Question

How can i calculate probabilities regarding candle factories? (details inside)

hello, i'm having trouble with this question. would appreciate your help with it:

in a package of candles there are 45 candles, with random sizes(lengths) and no dependency between the lengths.
in a certain factory, candles are produced so that the distribution of the length (in cm) (of each) is normal with the parameters 13 and `0.1^2`

1)what is the probability that in a random package there will be at least 30 candles whose length is within the range of 12.82 and 13.06 cm?

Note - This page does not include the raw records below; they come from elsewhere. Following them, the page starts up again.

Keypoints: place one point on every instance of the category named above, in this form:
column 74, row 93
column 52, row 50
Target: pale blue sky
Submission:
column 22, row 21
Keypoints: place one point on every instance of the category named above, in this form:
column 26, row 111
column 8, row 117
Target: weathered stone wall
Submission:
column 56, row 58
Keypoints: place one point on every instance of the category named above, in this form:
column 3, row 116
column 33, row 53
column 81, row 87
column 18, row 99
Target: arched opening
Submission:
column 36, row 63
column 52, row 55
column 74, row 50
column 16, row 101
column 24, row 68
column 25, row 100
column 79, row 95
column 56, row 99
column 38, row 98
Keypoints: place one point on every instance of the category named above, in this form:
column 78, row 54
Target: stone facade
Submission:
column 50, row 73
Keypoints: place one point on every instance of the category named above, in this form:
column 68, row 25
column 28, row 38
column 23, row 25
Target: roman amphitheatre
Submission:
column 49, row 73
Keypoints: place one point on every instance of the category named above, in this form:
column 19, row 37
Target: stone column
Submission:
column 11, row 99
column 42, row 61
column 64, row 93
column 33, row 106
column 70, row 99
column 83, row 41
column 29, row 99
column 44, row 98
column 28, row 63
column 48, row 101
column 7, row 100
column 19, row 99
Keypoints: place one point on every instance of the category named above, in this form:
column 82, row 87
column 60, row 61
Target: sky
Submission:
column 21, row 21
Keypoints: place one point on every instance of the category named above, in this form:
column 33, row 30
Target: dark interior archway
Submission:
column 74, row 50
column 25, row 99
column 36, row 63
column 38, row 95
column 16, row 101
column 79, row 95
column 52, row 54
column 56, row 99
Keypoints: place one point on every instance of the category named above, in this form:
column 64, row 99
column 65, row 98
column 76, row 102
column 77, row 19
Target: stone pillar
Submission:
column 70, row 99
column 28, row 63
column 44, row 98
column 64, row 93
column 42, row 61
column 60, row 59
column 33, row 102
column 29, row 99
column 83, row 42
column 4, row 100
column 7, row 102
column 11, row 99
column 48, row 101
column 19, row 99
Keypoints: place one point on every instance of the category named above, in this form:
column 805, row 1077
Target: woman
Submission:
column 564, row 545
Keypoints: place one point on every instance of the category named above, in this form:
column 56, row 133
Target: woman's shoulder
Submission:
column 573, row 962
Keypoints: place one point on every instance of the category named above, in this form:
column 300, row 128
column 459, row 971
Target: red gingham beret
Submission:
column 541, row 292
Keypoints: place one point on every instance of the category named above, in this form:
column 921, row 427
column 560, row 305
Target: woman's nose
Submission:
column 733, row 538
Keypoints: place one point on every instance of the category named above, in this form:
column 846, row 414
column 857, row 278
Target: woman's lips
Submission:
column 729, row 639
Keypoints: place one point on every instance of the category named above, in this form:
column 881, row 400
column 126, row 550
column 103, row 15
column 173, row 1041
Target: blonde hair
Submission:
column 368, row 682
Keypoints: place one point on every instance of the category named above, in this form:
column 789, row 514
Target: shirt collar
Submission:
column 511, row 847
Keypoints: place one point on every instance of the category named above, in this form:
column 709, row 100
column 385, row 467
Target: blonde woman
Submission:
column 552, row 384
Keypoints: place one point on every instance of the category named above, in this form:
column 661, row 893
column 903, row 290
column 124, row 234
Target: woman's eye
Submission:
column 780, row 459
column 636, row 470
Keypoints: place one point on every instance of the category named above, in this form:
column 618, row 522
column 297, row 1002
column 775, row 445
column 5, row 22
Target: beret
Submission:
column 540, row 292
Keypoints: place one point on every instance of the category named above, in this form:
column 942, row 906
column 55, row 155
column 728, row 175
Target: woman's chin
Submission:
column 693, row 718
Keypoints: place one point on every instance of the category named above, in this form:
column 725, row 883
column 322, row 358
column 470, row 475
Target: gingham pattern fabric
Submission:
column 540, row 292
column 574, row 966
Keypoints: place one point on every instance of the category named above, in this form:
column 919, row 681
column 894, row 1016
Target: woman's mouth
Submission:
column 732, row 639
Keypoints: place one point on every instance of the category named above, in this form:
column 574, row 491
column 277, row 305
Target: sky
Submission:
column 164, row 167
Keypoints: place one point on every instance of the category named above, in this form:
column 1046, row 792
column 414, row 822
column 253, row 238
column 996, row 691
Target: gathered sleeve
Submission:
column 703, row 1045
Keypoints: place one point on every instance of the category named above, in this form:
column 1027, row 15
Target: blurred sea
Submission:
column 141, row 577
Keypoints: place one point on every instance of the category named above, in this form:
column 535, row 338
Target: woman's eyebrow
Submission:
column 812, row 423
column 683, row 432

2)what is the length of the candle that 92% of the candles are shorter than him?

Answer 1

1) 0.6903

2) 13.141 cm

Explanation:

Let `X` be the length of a single candle. Then `X" ~ N"(13, 0.1^2).`

1)

We first find the probability of selecting a single candle that's between 12.82 and 13.06 cm.

`"P"(12.82 < X < 13.06)`

`= "P"((12.82-13)/0.1 < Z < (13.06-13)/0.1)`

`= "P"(–1.8 < Z < 0.6)`

`= "P"(Z < 0.6) - "P"(Z < –1.8)`

`= 0.7257 - 0.0359`

`=0.6898`

This is the probability of "success" for a single candle.

Let `Y` be the number of candles out of 45 that are between 12.82 and 13.06 cm. Then `Y" ~ Bin(45, 0.6898)."`

We now seek `"P"(Y >= 30)`. Usually that would mean calculating

`"P"(Y "=" 30) + "P"(Y "=" 31) + ... + "P"(Y "=" 45)`

This would take a long time. However, since `n=45` is fairly large and `p=0.6898` is fairly close to `0.5,` we can use the normal approximation for `Y.`

`Y " "stackrel "approx." ~ "N"(np, npq) " "="N"(31.041, 9.6289)`

Using a continuity correction, we get

`stackrel"Binomial" overbrace("P"(Y >= 30)) ~~ stackrel"Normal" overbrace("P"(Y >= 29.5))`

`color(white)("P"(Y >= 30)) = 1- "P"(Y < 29.5)`

`color(white)("P"(Y >= 30)) = 1- "P"(Z < (29.5-31.041)/sqrt9.6289)`

`color(white)("P"(Y >= 30)) = 1- "P"(Z < –0.4966)`

`color(white)("P"(Y >= 30)) = 1- 0.3097" "` (from software)

`color(white)("P"(Y >= 30)) = 0.6903`

The actual Binomial probability is `"P"(Y <= 30) ~~ 0.6955` so our Normal approximation is pretty good.

2)

We seek `x` such that `"P"(X < x) = 0.92`. This is the same as

`"P"(Z < (x - mu)/sigma) = 0.92`

Through table lookup, we get

`(x - mu)/sigma = z ~~ 1.41`

`:. (x - 13)/0.1 ~~ 1.41`

`"       "x - 13 ~~0.141`

`"                "x ~~13.141`

So 92% of the candles will be shorter than 13.141 cm.